Maybe if I keep saying it I would feel better. Of course, I won’t. But it is better than all the months I have spent living in pretence. I keep telling myself that I’ve got this. I have repeated Goodluck Jonathan’s mantra over and over again. This too shall pass, this too shall pass, this too shall pass.

Like Solange rightly said, “I’ve tried to work it away.” I have two jobs and that hasn't fixed anything. I've also tried to wank it away, but that only made me sadder. If I keep mentioning all the things I have done to dispel loneliness, I may just have to include a link to ‘Cranes in the Sky’.

It’s easier to talk about how I feel in my mind than to write it out. So far, I hate what I have written because it feels like a lame and watered-down version of how I truly feel.

My family members will find my talks about loneliness bizarre and even insulting. “Are we not more than enough for you?” is what I am going to hear. Sometimes I see my family as one big blob. We tend to move about together and sometimes it is hilarious; a group of seven people waddling in one direction.

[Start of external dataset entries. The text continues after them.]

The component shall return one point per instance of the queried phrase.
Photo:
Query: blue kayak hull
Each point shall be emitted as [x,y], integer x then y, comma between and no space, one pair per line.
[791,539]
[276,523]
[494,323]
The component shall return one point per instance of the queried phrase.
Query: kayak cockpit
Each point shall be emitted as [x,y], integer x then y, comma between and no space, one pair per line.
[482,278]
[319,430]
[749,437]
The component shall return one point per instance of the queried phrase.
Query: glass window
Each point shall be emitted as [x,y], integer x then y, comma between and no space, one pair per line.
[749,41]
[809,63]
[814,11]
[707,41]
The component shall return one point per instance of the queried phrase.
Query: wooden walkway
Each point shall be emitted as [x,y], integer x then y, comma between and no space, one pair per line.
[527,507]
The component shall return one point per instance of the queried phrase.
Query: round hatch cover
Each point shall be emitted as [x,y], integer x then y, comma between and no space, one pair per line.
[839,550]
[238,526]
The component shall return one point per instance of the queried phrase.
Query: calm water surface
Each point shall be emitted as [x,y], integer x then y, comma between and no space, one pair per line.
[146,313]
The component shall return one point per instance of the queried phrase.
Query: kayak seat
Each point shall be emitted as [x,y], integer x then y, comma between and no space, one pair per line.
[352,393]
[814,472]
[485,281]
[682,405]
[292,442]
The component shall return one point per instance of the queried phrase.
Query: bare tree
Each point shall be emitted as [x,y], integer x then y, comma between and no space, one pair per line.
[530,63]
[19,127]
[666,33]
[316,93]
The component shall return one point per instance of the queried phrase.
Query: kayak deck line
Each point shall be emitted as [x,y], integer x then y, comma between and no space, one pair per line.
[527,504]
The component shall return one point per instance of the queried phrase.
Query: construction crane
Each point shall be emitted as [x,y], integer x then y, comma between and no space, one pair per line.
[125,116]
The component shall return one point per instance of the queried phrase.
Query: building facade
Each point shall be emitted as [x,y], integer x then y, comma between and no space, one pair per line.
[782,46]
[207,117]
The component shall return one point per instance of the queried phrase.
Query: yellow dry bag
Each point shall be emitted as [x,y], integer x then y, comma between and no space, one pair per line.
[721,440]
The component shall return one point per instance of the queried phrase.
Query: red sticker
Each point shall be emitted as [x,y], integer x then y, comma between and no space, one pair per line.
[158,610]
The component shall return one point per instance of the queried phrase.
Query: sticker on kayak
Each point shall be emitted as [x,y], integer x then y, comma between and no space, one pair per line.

I blame my parents sometimes for my inability to easily make friends. When I was younger, I tried to sit with people my age at church services in the hopes that I would at least make a friend or two, seeing that they all moved together. But they would force us to sit together; a herald of unity and togetherness. Even I wouldn’t make friends with such an awkward individual.

I love my family members. Although they are good company, they are not my friends. So yes, maybe their presence provides a respite from the ugly feelings that encapsulate me; this is not enough.

Camila Cabello said, “I’m just looking for some real friends.” I think about this song critically right now and I realise that she may be addressing two concepts — fake friends and/or loneliness.

I don’t think I have fake friends. Rather, I need friends my age who live in the same city as I do.

I often quiet down my insane longing by reminding myself that I do not have the finances or freedom to handle friendships. Do I need another friendship where my story and my song is “I have no money”?

I miss all my friends but I miss Michael the most.

In February, as my departure from Lagos drew nigh, I started writing letters to Michael. I also started crying at night.

I’ve been gone for over 4 months and we have tried to make transitioning easy on both ends. We talk every day, we send each other funny tweets, we play iMessage games, and we have a shared playlist. This isn’t still enough for me. I have grown sadder with time. It is like the more coping mechanisms we adopt, the lonelier I get.

I am concerned about his welfare; a lot of sadness and despair can be shrouded under LMFAOOOOOO.

I’m just sad man and that shit hurts. I’d rather have pepper in my eyes than this(at least I can gauge when the fiery pain ends). I don’t know how to write it again. I miss him so much. Sometimes it makes me want to cry and heaven knows I hate tears. I am terribly sad.

Maybe this is just a phase. Maybe this too shall pass away, or not. Either way, I look forward to a peaceful divorce from this feeling.